Barbedor n'allait pas si loin que cela. Il avait vu les bureaux et les registres; cela lui avait donné la plus haute idée de son ami et protecteur M. Garnier de Clérambault.—D'autant mieux que celui-ci, au sein même de son sanctuaire et derrière son propre grillage, lui avait renouvelé la promesse de faire percer la barrière des Paillassons.
Quant à madame la marquise de Sainte-Croix, ce n'était pas une maison qu'elle avait, c'était un hôtel, ou, pour mieux dire, un palais. Elle demeurait rue de Varennes et passait pour dépenser un revenu de plus de cent mille francs.
Ce revenu, il faut que le lecteur en soit bien persuadé, ne lui était pas fourni par les mariages faits. Mais, nous ne saurions trop le répéter, le mariage fait est une exception. La spéculation n'est pas là,—à moins toutefois qu'on ne parvienne à conjoindre sérieusement Justine avec le baron de Hanau, ce qui est une grosse affaire.
La Gazette des Tribunaux, dont nous parlons trop souvent, explique de temps en temps à ses lecteurs ce que signifie le mot d'argot chantage. C'est ignoble, mais que voulez-vous! quand le baron de Hanau ne veut pas épouser Justine, il faut bien que M. Garnier de Clérambault et madame la marquise de Sainte-Croix fassent leurs frais.
Barbedor dut être satisfait des renseignements pris. Ce n'était pas un coquin tout à fait, ce fort-et-adroit, c'était un bohémien bourgeois. Avant de vous récrier, regardez autour de vous et comptez sur vos doigts ceux qui repousseront fièrement et du premier coup l'idée d'une entreprise douteuse où il y a beaucoup à gagner.
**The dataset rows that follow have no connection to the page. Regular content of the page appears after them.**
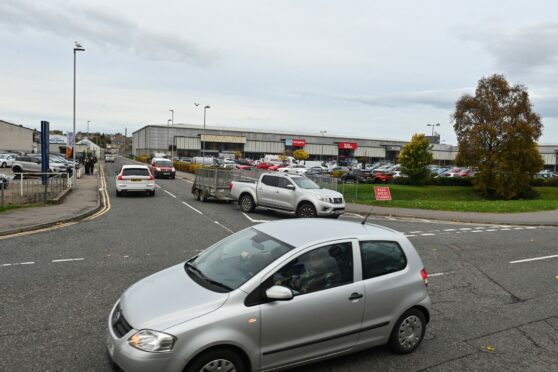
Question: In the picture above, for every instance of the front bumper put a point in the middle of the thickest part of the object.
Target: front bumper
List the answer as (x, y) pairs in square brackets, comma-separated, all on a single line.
[(330, 209), (129, 358)]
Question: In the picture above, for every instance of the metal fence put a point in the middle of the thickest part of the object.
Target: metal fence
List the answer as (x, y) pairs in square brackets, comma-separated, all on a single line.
[(29, 189)]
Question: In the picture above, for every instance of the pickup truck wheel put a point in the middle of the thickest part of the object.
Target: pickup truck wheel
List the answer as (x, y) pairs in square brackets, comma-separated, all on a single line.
[(247, 203), (306, 210)]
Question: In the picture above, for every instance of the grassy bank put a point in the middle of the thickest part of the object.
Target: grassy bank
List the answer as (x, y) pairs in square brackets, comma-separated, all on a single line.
[(450, 198)]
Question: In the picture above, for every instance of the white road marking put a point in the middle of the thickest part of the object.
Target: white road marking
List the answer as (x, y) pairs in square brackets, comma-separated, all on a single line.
[(189, 206), (68, 259), (534, 259), (254, 220), (224, 227), (174, 196)]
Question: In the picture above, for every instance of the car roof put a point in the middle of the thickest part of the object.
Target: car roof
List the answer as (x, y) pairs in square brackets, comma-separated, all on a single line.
[(301, 232), (127, 166)]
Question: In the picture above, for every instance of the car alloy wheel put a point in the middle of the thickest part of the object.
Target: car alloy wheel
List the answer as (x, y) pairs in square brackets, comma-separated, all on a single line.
[(219, 365)]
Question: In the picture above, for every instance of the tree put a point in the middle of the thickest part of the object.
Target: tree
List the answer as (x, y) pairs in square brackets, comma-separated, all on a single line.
[(497, 132), (300, 154), (415, 158)]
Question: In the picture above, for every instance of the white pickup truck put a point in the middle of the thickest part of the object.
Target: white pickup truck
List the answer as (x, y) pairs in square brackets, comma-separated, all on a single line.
[(288, 193)]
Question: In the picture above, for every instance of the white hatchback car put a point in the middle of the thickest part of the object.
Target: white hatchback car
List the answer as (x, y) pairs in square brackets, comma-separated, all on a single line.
[(135, 178)]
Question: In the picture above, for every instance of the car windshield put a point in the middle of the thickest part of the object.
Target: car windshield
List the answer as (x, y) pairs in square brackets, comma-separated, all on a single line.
[(135, 172), (305, 183), (163, 163), (234, 260)]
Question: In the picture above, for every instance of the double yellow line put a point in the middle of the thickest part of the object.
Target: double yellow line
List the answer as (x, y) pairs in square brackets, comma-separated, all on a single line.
[(106, 207)]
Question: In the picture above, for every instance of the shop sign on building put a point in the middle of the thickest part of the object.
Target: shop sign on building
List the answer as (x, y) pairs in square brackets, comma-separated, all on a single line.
[(348, 145)]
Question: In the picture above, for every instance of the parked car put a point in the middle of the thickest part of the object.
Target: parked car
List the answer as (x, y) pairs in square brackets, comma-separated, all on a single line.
[(294, 169), (161, 167), (7, 160), (135, 178), (32, 164), (4, 181), (287, 193), (275, 295)]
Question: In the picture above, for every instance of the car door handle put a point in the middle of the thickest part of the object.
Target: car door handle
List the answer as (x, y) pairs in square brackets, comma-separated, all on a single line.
[(355, 296)]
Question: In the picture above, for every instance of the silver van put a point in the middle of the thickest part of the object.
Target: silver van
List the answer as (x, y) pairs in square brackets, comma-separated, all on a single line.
[(275, 296)]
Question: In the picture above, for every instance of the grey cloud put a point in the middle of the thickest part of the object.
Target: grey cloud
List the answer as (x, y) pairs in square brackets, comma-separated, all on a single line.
[(442, 99), (97, 26), (519, 50)]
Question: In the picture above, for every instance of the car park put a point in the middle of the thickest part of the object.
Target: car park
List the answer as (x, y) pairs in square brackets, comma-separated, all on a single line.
[(272, 296), (161, 167), (135, 178)]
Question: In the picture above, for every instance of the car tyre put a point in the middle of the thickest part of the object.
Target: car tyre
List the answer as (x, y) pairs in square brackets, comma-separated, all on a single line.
[(306, 210), (247, 203), (408, 332), (217, 360)]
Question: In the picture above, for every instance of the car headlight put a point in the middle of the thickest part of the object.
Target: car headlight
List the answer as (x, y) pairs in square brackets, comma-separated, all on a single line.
[(152, 341)]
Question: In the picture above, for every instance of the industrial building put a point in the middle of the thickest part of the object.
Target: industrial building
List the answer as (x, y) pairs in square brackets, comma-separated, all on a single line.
[(16, 138), (193, 140)]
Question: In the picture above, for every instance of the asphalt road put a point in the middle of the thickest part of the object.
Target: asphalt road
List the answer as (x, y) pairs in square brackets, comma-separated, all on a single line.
[(489, 311)]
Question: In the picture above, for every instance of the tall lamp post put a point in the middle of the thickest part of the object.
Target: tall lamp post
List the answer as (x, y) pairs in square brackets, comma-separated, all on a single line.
[(172, 134), (77, 48), (204, 115), (322, 132), (433, 125)]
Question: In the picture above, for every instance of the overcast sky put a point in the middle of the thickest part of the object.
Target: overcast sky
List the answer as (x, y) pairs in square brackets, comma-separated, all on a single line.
[(353, 68)]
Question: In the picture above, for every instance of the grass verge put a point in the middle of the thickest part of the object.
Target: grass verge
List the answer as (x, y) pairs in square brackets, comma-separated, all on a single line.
[(450, 198)]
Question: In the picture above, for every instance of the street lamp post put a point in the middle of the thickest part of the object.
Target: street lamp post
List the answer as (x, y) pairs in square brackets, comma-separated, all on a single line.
[(322, 132), (172, 134), (204, 115), (77, 48), (433, 125)]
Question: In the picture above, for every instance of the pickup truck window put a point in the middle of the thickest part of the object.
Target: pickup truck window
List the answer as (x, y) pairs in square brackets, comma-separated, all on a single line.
[(305, 183), (283, 182), (270, 180)]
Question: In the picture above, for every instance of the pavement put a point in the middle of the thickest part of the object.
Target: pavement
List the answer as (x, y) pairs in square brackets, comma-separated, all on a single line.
[(83, 200)]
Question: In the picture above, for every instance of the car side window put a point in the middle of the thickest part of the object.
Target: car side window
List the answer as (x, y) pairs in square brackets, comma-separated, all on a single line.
[(283, 182), (270, 181), (380, 258), (325, 267)]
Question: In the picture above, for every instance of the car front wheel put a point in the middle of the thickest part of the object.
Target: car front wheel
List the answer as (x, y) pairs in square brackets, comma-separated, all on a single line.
[(217, 360), (408, 332)]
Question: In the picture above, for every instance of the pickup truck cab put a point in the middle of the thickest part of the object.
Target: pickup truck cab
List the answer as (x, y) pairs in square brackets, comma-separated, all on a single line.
[(288, 193)]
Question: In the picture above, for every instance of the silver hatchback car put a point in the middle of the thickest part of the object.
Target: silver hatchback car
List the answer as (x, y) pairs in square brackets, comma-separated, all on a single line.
[(275, 296)]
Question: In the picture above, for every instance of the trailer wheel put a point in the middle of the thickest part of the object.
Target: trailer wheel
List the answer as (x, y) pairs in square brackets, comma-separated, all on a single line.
[(247, 203)]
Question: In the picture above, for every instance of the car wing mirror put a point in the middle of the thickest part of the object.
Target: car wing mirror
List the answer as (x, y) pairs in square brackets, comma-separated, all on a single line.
[(279, 293)]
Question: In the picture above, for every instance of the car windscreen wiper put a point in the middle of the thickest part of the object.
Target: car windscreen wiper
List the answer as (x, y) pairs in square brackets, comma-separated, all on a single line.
[(205, 278)]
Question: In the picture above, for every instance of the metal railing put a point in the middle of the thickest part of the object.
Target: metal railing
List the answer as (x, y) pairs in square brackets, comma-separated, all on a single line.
[(27, 188)]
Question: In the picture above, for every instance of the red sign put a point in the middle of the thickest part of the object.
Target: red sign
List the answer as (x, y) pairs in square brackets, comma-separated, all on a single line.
[(382, 193), (348, 145)]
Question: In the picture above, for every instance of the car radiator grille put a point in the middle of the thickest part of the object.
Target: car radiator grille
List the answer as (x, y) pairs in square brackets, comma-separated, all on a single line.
[(121, 325)]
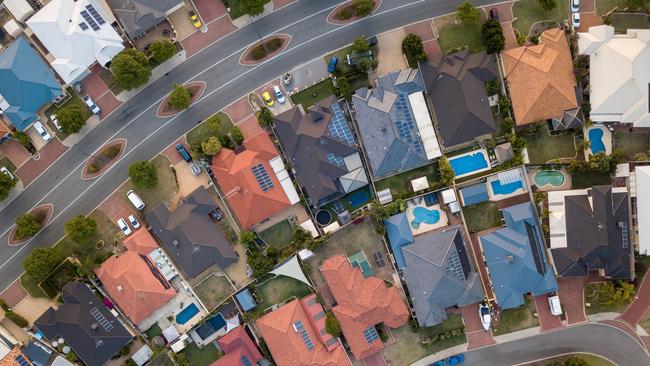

Pour Barbedor, maître du château de la Savate et respirant cette atmosphère que vous savez, l'industrie de M. Garnier de Clérambault était acceptable au même titre que tant de gentillesses commerciales bel et bien acceptées. Guillotine-t-on le brave épicier qui met du plâtre dans son sel, l'honnête marchand de vin qui fait chaque soir sa petite cuvée, l'honnête laitier qui change en crème l'amidon et la cervelle de brebis?—Allons plus loin: jette-t-on de bien grosses pierres à l'honnête boulanger, à l'honnête boucher qui vendent à faux poids?—Avez-vous quelquefois vu dans la rue les gens du quartier montrer au doigt ce même épicier, ce même boulanger, ce même boucher, qui, non contents de leur propre damnation, prêchent le vol aux filles de campagne récemment placées et leur apprennent comment l'anse du panier se peut mettre en danse?
Pas de grimace, nous sommes là-dedans jusqu'au cou. Si vous montez au-dessus du petit commerce, vivant de rapine sale, sordide, vous trouverez le grand commerce qui méprise le détail, aimant mieux pécher gros que de s'attarder aux misérables peccadilles. Saluez la banque et ses comptes de retour!
Quant à la bourse... mais c'est là un lieu commun si plat, qu'il est à la portée des vaudevillistes eux-mêmes! On a presque envie de défendre la bourse quand on entend les nigaudes tirades de ces bâtards infirmes de Beaumarchais.
Soyons justes un peu. Nos boutiques et nos bureaux sentent la hart. Que voulez-vous que soient nos bouges?
Non, Barbedor n'était pas un coquin. Il tâchait de se faire un sort pour ses vieux jours comme votre voisin de droite et votre voisin de gauche, comme votre voisin d'en face, comme l'huissier qui loge au-dessus de vous, comme l'escompteur qui loge au-dessous,—comme ceux qui vous vendent à manger et à boire,—comme ceux qui vous servent,—en un mot comme tous ceux qui mettent la main légalement ou non dans votre gousset.